4.2. Analysis of Shared Electricity Pricing and Optimization of Operating Cost Results

Figure 7 is the price chart of the intermediate electricity price and the grid electricity price, where the intermediate electricity price refers to the average of the grid electricity purchase and sale price. Figure 8 showcases the price chart of the elastic shared electricity price, whereas Figure 9 and Figure 10, respectively, illustrate the grid electricity purchase and sales charts.
As per Formula (6), increases in the quantity of sold electricity lead to an escalated supply-demand ratio and, hence, a higher supply-demand price. Comparisons between Figure 8 and Figure 10 reveal that during the 24−4, 12–14, and 16–22 time slots, the overall electricity sales volume exceeds the purchase volume. For the remaining time slots, the overall electricity sales volume trails the purchase volume, indicating intra-cluster optimization guided by astute adjustments in shared electricity pricing.
Comparing the four illustrated scenarios in Figure 9 and Figure 10, it is evident that employing the settings of Scenario 4 produces comparatively equalized electricity trading volumes, shaping a multi-peak trend throughout the day. Furthermore, the day’s pinnacle value also experiences a consequent reduction, resulting in lesser impacts on the large grid, thereby improving the system’s independence and reflecting the system’s stability and flexible scheduling.
Table 2 offers a comparative analysis of the optimization results across four scenarios.
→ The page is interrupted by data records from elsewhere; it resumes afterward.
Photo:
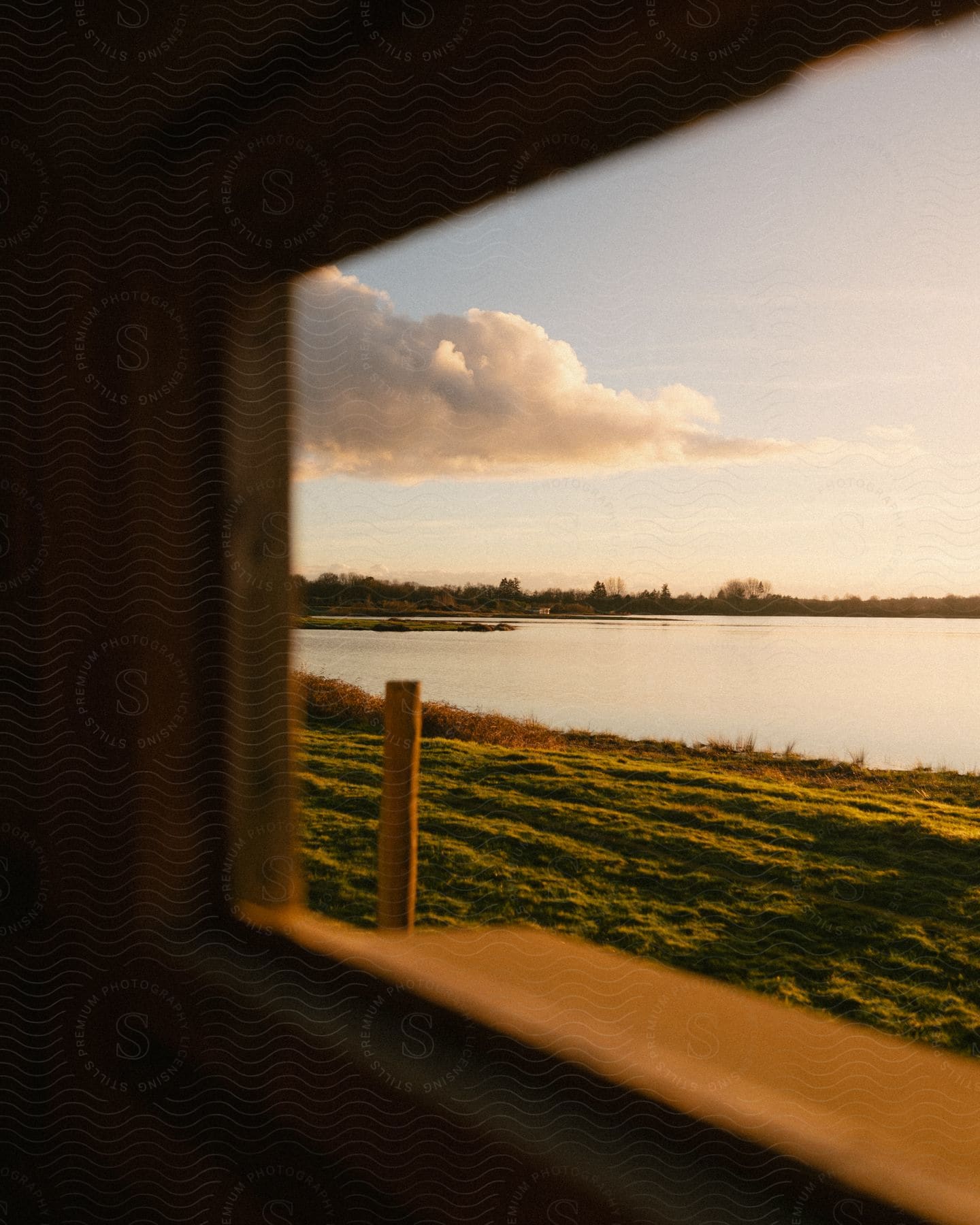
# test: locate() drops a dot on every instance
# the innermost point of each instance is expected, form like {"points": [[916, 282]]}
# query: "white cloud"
{"points": [[478, 395]]}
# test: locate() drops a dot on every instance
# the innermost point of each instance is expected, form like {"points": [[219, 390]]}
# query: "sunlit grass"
{"points": [[845, 888]]}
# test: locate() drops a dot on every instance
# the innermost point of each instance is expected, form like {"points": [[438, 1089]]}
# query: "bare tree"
{"points": [[745, 588]]}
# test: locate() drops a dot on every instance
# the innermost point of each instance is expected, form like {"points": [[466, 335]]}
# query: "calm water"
{"points": [[904, 690]]}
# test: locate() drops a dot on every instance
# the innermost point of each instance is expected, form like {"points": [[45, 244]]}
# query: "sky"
{"points": [[750, 348]]}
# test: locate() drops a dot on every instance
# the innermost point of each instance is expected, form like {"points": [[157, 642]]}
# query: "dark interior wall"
{"points": [[163, 167]]}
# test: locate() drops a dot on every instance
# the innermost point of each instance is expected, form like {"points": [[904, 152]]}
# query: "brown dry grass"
{"points": [[325, 700]]}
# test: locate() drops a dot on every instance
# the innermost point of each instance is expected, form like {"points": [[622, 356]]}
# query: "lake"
{"points": [[903, 690]]}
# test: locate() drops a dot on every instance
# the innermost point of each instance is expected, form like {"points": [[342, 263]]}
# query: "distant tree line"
{"points": [[738, 597]]}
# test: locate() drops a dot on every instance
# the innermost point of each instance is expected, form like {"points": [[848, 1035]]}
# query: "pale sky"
{"points": [[810, 263]]}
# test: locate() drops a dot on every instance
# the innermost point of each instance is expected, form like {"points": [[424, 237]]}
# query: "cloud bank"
{"points": [[478, 395]]}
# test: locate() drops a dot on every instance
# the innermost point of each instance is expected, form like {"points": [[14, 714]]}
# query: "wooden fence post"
{"points": [[398, 830]]}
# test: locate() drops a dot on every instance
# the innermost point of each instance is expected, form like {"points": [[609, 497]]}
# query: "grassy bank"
{"points": [[398, 625], [820, 882]]}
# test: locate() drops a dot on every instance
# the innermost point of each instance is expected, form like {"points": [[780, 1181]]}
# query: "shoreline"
{"points": [[342, 704]]}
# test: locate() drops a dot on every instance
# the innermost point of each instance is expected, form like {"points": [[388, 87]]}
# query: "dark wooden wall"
{"points": [[165, 169]]}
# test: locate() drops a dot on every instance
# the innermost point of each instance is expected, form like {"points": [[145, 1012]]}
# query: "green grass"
{"points": [[842, 888]]}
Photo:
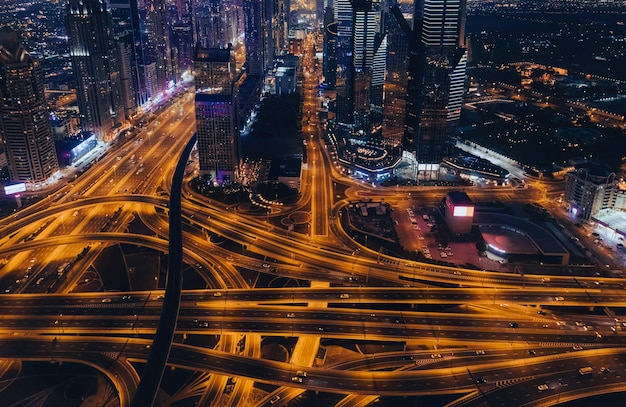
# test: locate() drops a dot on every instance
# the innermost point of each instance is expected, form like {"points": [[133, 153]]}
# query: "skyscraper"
{"points": [[438, 80], [216, 113], [126, 29], [92, 55], [24, 120], [254, 19], [158, 45], [399, 36], [360, 47]]}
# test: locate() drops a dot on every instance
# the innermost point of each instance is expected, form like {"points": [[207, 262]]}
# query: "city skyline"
{"points": [[278, 202]]}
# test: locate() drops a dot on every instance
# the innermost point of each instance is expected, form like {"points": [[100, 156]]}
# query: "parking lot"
{"points": [[422, 229]]}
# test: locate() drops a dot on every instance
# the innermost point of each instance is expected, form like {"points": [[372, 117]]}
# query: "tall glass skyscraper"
{"points": [[97, 80], [438, 76], [216, 113], [24, 119]]}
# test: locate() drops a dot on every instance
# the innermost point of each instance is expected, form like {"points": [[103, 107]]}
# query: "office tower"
{"points": [[128, 93], [182, 42], [343, 58], [439, 74], [216, 113], [254, 19], [92, 55], [218, 23], [24, 120], [280, 25], [126, 30], [366, 26], [360, 61], [158, 46], [399, 36], [329, 64]]}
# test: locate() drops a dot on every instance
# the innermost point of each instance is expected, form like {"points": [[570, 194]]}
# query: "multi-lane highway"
{"points": [[407, 328]]}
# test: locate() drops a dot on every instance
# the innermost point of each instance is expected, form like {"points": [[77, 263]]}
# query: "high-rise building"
{"points": [[126, 30], [280, 25], [216, 113], [158, 45], [438, 76], [359, 45], [254, 20], [24, 120], [93, 57], [329, 64]]}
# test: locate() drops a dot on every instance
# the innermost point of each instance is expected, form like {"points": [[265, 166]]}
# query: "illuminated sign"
{"points": [[463, 211], [14, 189]]}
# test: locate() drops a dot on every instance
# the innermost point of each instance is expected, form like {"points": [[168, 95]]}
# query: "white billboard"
{"points": [[15, 188]]}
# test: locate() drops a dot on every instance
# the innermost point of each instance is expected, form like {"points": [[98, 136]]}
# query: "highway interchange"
{"points": [[479, 337]]}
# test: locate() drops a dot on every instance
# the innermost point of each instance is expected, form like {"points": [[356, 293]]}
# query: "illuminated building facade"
{"points": [[396, 79], [93, 63], [126, 33], [591, 190], [216, 113], [24, 119], [459, 213], [157, 50], [437, 80]]}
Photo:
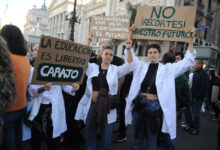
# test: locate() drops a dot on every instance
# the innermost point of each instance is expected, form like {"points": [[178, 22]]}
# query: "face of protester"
{"points": [[153, 55], [178, 58], [35, 50], [197, 65], [107, 56]]}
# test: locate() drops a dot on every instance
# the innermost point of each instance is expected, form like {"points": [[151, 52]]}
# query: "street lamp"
{"points": [[73, 20]]}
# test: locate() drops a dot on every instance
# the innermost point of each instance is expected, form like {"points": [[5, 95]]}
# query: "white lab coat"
{"points": [[113, 74], [55, 95], [165, 84]]}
It can be observed that, post demand-side responses, excess electricity within a VPP is primarily supplied internally to the cluster. The surplus power is sold to the electrical grid via LA coordination, thus reducing the internal operating cost. Similarly, when the VPP’s internal power supply falls short, it first procures cheaper power from within the cluster. The deficit is then supplemented by purchases from the grid via an LA. This plan allows the VPP’s power to prioritize internal complementarity, potentially reducing the operating cost of the cluster.
When considering real-time shared electricity pricing and demand-side response, Scenario 4 manifests the lowest total operating cost and carbon emissions. Compared to Scenario 1, both the total operating cost and carbon emissions of the cluster decreased by 11.7% and 5.29%, respectively.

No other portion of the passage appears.